Où vas-tu, poésie ?

 

 

Matière, est-ce bien toi qui domines le monde ?

Poésie, où vas-tu ? De ce chaos immonde

            Pourquoi t’éloigner chaste ciel ?

Science, je te hais ! Tes forces mécaniques

Asservissent l’Esprit, et tes sales fabriques

            Forgent des cœurs trempés de fiel.

 

« Derniers cris », vous souillez toutes voix primitives !

Progrès n’es-tu qu’un mot ? Siècle aux foules hâtives

            N’es-tu qu’un immense arsenal ?

Le Droit s’en irait-il du côté de l’Injuste,

Et dans le cœur humain quel instrument l’incruste ?
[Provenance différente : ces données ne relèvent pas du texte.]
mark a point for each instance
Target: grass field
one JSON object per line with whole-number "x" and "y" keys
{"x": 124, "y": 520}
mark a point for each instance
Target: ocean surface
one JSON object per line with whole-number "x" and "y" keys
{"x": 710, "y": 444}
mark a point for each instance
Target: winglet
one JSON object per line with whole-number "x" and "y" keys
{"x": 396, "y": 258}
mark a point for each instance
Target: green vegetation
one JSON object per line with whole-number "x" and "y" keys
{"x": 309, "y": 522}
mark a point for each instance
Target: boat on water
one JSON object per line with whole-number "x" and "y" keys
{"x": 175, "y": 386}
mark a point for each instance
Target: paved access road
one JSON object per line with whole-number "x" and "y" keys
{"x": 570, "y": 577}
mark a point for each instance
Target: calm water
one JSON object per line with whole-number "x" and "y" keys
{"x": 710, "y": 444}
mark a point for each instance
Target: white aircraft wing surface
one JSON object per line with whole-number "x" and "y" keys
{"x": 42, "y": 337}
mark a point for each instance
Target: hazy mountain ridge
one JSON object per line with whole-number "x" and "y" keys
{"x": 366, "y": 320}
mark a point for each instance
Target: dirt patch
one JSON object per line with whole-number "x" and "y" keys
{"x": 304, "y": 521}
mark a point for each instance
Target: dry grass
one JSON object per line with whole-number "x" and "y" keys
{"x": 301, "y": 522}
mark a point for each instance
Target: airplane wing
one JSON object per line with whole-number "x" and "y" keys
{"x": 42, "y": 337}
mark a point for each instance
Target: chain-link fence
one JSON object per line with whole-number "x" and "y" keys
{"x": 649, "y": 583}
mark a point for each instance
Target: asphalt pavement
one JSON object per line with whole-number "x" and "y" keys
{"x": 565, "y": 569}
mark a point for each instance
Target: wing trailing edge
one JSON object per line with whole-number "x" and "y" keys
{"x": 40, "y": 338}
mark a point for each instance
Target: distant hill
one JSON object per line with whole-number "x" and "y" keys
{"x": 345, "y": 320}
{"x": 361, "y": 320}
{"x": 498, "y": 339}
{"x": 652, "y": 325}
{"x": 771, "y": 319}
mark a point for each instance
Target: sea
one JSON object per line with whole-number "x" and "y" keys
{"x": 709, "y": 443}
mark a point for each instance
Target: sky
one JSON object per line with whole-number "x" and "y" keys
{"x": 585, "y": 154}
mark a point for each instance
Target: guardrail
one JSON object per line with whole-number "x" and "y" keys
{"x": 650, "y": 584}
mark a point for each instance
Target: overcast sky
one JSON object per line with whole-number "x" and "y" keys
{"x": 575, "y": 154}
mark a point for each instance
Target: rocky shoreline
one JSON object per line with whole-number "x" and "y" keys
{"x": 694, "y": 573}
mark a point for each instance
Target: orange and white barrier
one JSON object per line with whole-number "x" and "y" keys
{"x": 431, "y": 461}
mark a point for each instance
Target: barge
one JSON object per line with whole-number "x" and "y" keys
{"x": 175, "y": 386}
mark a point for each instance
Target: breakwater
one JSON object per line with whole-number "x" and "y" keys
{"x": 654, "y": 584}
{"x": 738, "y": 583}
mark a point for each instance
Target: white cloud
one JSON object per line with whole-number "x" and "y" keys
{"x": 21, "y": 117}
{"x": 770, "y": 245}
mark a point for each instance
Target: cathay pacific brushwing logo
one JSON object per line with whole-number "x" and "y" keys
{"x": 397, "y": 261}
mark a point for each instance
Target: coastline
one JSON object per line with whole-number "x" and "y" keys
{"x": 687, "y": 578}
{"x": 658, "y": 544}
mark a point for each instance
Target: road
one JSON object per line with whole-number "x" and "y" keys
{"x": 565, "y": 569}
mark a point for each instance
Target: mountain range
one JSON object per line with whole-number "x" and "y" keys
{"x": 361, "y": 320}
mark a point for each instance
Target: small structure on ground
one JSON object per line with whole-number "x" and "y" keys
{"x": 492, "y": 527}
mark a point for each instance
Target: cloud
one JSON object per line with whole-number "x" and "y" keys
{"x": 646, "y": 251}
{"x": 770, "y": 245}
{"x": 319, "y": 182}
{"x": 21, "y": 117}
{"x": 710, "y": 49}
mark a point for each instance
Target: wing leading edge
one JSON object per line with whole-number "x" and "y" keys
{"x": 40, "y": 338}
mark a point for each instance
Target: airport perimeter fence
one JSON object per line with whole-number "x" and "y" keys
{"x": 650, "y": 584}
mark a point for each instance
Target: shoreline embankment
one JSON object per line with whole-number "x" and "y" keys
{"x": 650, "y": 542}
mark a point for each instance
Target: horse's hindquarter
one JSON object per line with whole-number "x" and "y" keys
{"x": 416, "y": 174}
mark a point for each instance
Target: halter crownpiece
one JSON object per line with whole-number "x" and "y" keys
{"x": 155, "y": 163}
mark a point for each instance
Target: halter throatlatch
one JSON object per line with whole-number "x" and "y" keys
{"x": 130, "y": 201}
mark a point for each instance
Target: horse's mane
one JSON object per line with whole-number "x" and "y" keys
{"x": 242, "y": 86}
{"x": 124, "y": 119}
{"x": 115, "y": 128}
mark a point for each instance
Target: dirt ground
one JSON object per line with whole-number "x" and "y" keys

            Est-ce le canon infernal ?

 

Ô poète inspiré, quitte enfin ta retraite,

L’humanité t’appelle ; elle veut qu’on la traite

            De pur idéal, et d’amour.

Viens, pauvre charlatan, rêveur farci de lune,

Argente encor le monde à ta belle fortune :

            Ressuscite, beau troubadour !

 

Poésie ! oiseau bleu, minute merveilleuse,

Chanson aux mille échos, éternelle veilleuse,

            Abrite l’âme sous ton toit ;

À te bien regarder c’est déjà te comprendre,

Rester silencieux, on est sûr de t’entendre :

            Que serait le monde sans toi ?

 

Ainsi Dieu l’a voulu ; c’est tant mieux, car en somme

L’idée est bien encor ce qui mène ici l’homme :

            Serviteur, il guette l’appel !

Et cette guerre immense enfin nous débarrasse

De l’erreur que par elle, au bien de chaque race,

            Viendra cette paix sans rappel.

 

Poète, songe-creux ! viens, apporte tes rimes ;

Pour rien donne tes chants, ces innocentes primes

            Qui mettent du courage au cœur.

Les prêcher n’est-ce pas ta seule raison d’être ?

Ô traducteur sacré des sentiments du Maître,

            Du Mal fais voir le Bien vainqueur !

 

Mets du vrai sur l’amour, du ciel sur la science,

Avec de la pitié polis la conscience :

            Divin fou, viens nous divertir !

Dis que se parler franc, se sourire sans feinte,

C’est s’aimer tendrement dans une noble étreinte,

            Puis après... meurs content, martyr !

 

 

 

J.-Albert SAVIGNAC.

 

Paru dans La Revue nationale en janvier 1919.